Insurers are to cover latest flood claims without reinsurance: S&P

While Australian-based insurers will be able to largely self-finance claims from the recent flooding in Victoria, northern Tasmania, and New South Wales, the event will still have implications for availability and affordability pressures, according to S&P Global Ratings.

Even if more rain and flooding are predicted in the coming week, catastrophe reinsurance coverage is unlikely to be activated, and insurers’ earnings will only be slightly stripped away, according to S&P in a report released today.

Claims resulting from the current floods are primarily from content coverage for residences, small businesses, and agricultural lines, rather than material property damage.

The Insurance Council of Australia declared the floods a “significant event” yesterday, with the effects assumed to be less severe than in previous disasters, such as the floods in the southeast Queensland and New South Wales earlier this year.

The floods were Australia’s worst on record, with claims totaling around $5.45 billion. They occurred during a period of high natural disaster activity, including floods, hailstorms, bushfires, and an earthquake.

In recent years, insurers’ natural peril allowances have been insufficient. According to S&P, the shortfall has accelerated premium rates and the cost of reinsurance.

“Weather events such as the current floods will further constrain the availability and affordability of flood insurance cover.”

According to S&P, direct fiscal costs to governments and financial harm will be manageable.

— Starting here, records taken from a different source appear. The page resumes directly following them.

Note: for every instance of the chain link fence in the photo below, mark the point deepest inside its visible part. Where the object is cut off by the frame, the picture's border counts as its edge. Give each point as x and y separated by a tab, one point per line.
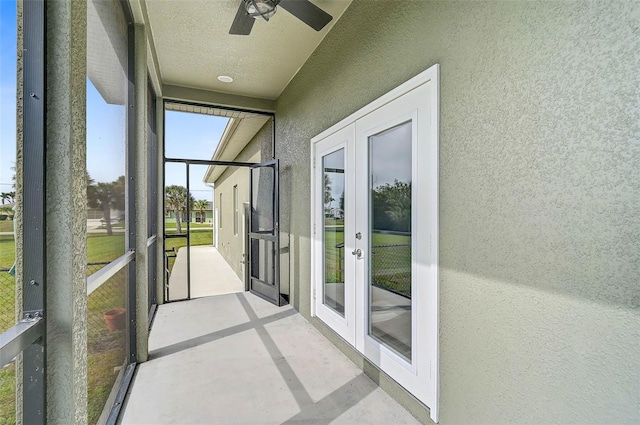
7	299
391	267
106	337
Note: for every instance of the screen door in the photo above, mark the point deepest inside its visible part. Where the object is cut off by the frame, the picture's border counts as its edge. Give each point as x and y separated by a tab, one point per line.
264	265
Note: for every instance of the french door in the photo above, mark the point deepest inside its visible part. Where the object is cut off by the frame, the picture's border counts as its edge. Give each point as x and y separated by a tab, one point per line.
375	236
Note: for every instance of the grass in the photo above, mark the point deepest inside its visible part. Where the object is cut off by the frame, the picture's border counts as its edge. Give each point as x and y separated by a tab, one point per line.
197	238
391	268
172	225
106	350
7	395
6	225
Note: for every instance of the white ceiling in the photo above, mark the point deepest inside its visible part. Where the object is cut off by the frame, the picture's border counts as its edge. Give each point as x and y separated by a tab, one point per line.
194	47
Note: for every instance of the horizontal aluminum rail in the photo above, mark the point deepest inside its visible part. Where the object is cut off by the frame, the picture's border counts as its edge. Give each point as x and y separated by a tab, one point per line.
104	274
15	339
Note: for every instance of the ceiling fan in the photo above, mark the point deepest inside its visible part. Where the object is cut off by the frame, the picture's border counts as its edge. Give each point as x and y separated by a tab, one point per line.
250	10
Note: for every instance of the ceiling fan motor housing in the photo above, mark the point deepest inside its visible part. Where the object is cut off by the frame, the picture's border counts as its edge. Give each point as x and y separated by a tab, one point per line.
264	9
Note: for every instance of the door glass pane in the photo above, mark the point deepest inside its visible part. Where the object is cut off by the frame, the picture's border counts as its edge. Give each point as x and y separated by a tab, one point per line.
262	180
390	238
333	204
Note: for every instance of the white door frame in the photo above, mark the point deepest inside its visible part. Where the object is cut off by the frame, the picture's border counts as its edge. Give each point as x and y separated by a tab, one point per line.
421	376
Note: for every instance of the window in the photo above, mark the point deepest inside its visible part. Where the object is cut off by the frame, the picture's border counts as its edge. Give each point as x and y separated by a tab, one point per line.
235	209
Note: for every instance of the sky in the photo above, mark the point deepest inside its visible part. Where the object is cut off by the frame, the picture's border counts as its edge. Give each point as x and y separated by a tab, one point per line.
190	136
7	93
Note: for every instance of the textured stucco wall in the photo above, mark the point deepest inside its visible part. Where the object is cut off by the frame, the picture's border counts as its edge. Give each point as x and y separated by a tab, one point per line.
539	193
231	246
66	213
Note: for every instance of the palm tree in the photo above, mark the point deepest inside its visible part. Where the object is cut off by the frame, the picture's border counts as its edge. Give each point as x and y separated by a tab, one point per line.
327	194
176	201
201	205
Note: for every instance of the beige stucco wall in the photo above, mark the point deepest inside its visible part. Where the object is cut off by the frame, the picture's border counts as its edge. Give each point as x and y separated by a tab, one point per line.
539	193
231	246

The states are in charge of the vast bulk of the immediate relief efforts and will increase grants to local governments to repair infrastructure such as roads and bridges, with the federal government typically trying to cover up to 50-75% of the costs through Disaster Recovery Funding Arrangements.

According to S&P, annual federal outlays under the program have averaged less than $2 billion over the last decade, which is low when compared to the national fiscal deficit.

Economic losses from the most recent events should be less than those from the February floods, which shaved an estimated 12 percent of GDP growth in the March quarter.